Leibovitz, D. P. (2012) Emergence of epistemic phenomena. Poster presented at the Institute of Cognitive Science Spring Conference (ICSSC) of Carleton University, pp. 1-12. Ottawa, Ontario, Canada. [doi: 10.13140/RG.2.1.4649.3920] (PDF)
Abstract: Q: Are you using the correct level of analysis?
We claim that for the unique requirements of cognition
- There is only one micro level of ontology, realization and causal explanation (the systems level)
- It is process oriented
- It can causally explain all higher level behaviours and phenomena
- There are no higher levels of causal explanation
- Causality flows among actual ontological parts, not to or from epistemic abstractions Under the standard macro level approach, we further claim that
- There are no macro level stimuli, measurements and phenomena – they are epistemic illusions
- Merely arbitrary and uninformed patterns of micro-level inputs or outputs between an experimental paradigm and a non-representational cognitive agent
Our claims originate from our unified process model of visual filling-in. We noticed that while the model explains all the phenomena, none of them actually existed. The epistemic phenomena arise from oversimplified and implicit folk-theories.

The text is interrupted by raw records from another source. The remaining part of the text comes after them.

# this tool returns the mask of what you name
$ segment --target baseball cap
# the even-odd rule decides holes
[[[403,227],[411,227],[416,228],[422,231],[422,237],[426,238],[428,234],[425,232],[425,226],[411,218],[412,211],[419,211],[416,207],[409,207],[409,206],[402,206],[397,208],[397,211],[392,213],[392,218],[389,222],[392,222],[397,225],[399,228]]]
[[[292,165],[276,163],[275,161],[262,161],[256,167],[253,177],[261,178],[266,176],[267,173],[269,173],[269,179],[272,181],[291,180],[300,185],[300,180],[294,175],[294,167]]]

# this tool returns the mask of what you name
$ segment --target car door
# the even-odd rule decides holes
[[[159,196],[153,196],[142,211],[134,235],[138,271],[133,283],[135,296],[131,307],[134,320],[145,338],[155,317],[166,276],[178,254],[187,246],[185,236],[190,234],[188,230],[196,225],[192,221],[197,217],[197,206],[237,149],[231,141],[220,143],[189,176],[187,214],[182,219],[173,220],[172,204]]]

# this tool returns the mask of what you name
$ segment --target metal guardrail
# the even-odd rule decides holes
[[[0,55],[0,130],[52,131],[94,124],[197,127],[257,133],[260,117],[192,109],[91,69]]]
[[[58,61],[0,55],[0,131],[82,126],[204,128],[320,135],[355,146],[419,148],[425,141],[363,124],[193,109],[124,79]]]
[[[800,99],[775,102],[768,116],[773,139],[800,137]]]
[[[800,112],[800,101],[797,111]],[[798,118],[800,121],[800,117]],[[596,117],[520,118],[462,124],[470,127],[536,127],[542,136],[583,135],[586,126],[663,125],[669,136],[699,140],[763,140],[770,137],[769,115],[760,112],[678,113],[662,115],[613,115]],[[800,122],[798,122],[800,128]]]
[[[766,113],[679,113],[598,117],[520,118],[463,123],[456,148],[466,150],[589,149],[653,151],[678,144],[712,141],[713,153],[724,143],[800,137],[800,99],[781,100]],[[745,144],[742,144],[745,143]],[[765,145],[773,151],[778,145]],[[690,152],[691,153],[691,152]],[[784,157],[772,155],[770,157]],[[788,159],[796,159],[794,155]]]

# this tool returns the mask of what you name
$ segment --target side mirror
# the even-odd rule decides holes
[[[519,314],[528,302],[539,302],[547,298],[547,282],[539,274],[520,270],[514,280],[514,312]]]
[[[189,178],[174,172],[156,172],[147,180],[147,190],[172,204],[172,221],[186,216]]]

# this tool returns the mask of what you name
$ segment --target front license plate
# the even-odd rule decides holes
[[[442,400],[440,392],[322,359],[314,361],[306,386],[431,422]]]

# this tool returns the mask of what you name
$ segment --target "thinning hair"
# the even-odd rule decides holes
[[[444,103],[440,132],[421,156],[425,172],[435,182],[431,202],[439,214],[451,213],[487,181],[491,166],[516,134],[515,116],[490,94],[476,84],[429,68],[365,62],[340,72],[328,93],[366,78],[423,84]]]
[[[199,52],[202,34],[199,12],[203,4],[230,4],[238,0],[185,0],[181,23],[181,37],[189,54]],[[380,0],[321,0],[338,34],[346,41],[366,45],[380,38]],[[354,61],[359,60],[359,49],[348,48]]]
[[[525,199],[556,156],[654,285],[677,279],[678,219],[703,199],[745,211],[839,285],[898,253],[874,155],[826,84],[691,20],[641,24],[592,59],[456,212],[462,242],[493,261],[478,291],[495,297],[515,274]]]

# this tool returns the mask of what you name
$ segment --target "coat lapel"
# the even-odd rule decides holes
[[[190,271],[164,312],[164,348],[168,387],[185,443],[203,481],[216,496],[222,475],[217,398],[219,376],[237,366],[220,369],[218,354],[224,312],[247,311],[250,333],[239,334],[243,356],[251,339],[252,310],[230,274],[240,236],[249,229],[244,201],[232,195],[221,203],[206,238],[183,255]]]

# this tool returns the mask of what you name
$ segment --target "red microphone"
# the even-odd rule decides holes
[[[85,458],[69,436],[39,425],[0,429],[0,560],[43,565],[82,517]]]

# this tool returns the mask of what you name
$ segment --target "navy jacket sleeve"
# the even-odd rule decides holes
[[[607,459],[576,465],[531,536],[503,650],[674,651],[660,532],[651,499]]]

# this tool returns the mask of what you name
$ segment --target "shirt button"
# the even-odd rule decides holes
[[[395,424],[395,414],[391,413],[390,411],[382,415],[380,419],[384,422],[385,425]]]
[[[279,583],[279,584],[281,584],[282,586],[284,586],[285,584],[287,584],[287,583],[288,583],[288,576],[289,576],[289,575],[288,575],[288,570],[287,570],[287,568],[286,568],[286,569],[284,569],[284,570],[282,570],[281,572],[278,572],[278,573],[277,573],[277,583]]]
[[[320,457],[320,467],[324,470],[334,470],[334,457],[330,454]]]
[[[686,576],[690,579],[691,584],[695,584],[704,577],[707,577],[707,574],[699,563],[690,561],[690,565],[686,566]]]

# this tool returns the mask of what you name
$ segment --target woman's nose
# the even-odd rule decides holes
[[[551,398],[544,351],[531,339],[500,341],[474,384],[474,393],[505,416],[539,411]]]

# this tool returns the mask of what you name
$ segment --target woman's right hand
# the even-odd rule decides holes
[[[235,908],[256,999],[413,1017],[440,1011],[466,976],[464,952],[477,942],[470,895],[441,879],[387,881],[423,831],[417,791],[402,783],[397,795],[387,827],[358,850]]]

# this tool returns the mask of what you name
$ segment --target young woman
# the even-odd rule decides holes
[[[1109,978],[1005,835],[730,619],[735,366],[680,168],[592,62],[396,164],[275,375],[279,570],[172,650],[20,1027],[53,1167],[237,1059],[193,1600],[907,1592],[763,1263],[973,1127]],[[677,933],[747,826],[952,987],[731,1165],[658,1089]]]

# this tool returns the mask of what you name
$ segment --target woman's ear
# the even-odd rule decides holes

Epistemic phenomena emerge from lack of knowledge, from lack of a Systems level theory.
We show the results – the visual demonstration for a variety of “phenomena”. Your task:
Show me the macro level stimuli, measurement or phenomena!
It is only by getting rid of the macro level of analysis that one can hope to uncover a (micro) systems level and begin to causally unify explanations for cognition.